Only fifty days out now and it's an incredibly interesting time in British politics and more or less impossible to make any kind of confident prediction (other than, perhaps, that the Lib Dems will be torn to shreds).
The Tory party is still basically - rightly - toxic, having not won a general election in twenty-three years. Looking at their record in this government and their popularity I can't see that changing. If they couldn't do it last time round in just about the best possible circumstances for them I can't see them doing it now.
The Tories do have the advantage of a leader who polls above his party - the opposite scenario to Labour - and that will help them in the campaign if they manage to frame it as a question of "which of these two men do you want to be PM?". Having said that the political landscape is changing so rapidly it really isn't that simple anymore. I don't think those binary arguments or indeed the likes of the 'vote Salmond, get Cameron' type case Labour is trying to make in Scotland or the 'vote Farage, get Miliband' case the Tories are making in England actually has that much resonance with a lot of people. So many voters - especially younger voters - are so disengaged from the old structure that if they want to vote Green/SNP/UKIP that's just what they will do.
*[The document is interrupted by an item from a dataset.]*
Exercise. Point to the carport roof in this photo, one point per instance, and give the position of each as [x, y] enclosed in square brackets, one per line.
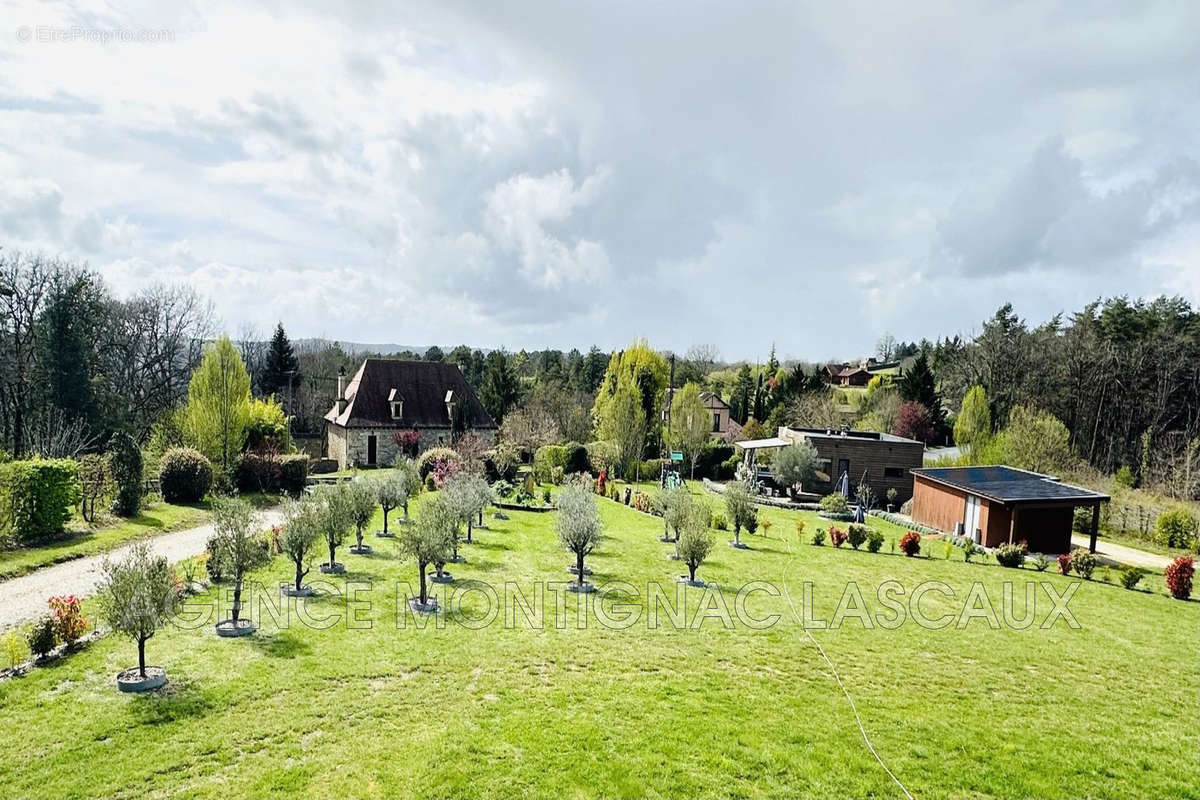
[1009, 485]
So, it's basically anyone's guess how things while shake down and who will try and form a government after the vote. There doesn't seem to be enough enthusiasm behind either of the two big parties to suggest a majority and if I had to guess I would say the most likely outcome is whoever has the most seats out of Labour and the Tories trying to form a minority government, such is the public distaste for coalitions after these last five years. Though that could prove seriously problematic if it doesn't correspond with the share of the vote as is perfectly possible thanks to the eccentricities of our electoral system. I certainly think a much diminished Lid Dem presence in parliament managing to cling onto government would go down very poorly with the public and find it hard to see as a likely outcome. Likewise a UKIP or SNP presence in government for different reasons.
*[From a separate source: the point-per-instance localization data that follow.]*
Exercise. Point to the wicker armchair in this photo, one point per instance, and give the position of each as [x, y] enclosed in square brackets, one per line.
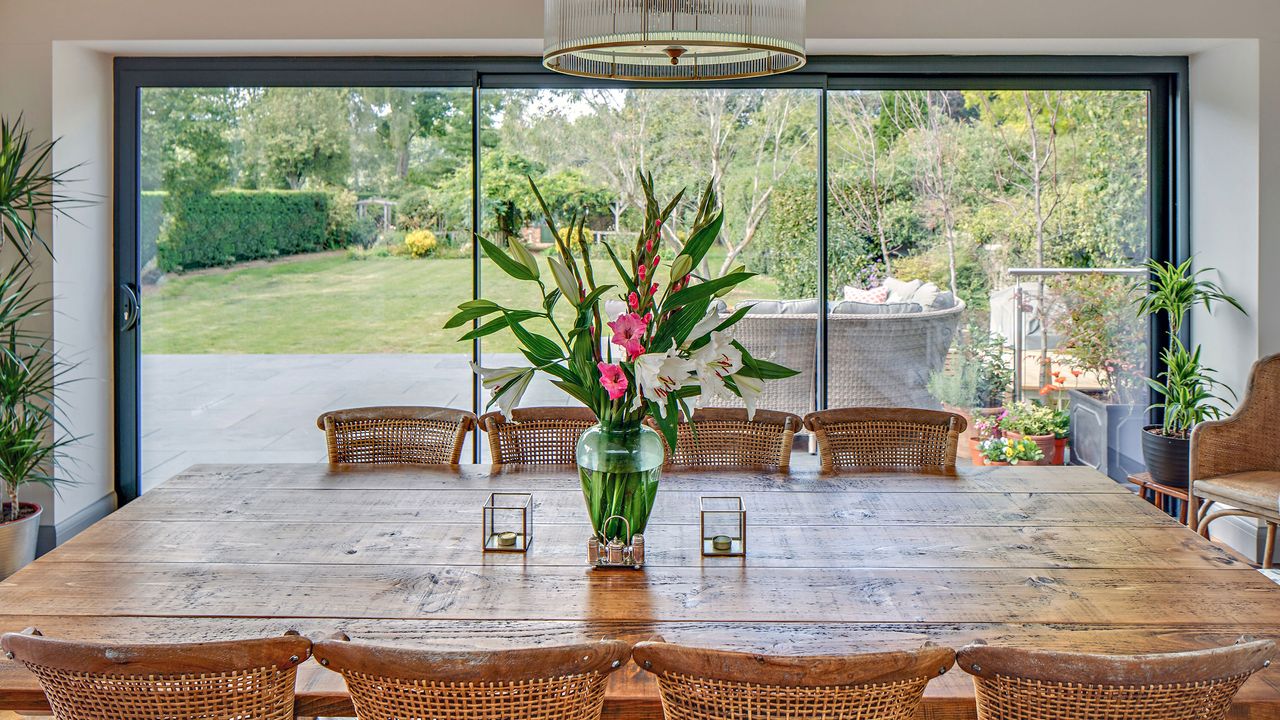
[1023, 684]
[886, 437]
[423, 436]
[722, 437]
[707, 684]
[536, 436]
[1237, 461]
[554, 683]
[142, 682]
As for me personally, I shall vote Labour without any great enthusiasm but because they remain the only possible vessel for anything like the kind of progress I would like to see. Their lack of courage and conviction is incredibly frustrating and I wish they could be bolder and pursue policies that were distinctive and I'm confident would actually be popular with voters if not the political and media establishment (see: public ownership of the railways), but there's still not a credible alternative for me. Miliband himself is an odd figure; that the things he is best known for - his ability to eat a sandwich, latterly how many kitchens he has apparently... - are so utterly trivial and politically irrelevant is an indictment both of the media and the man, I suppose.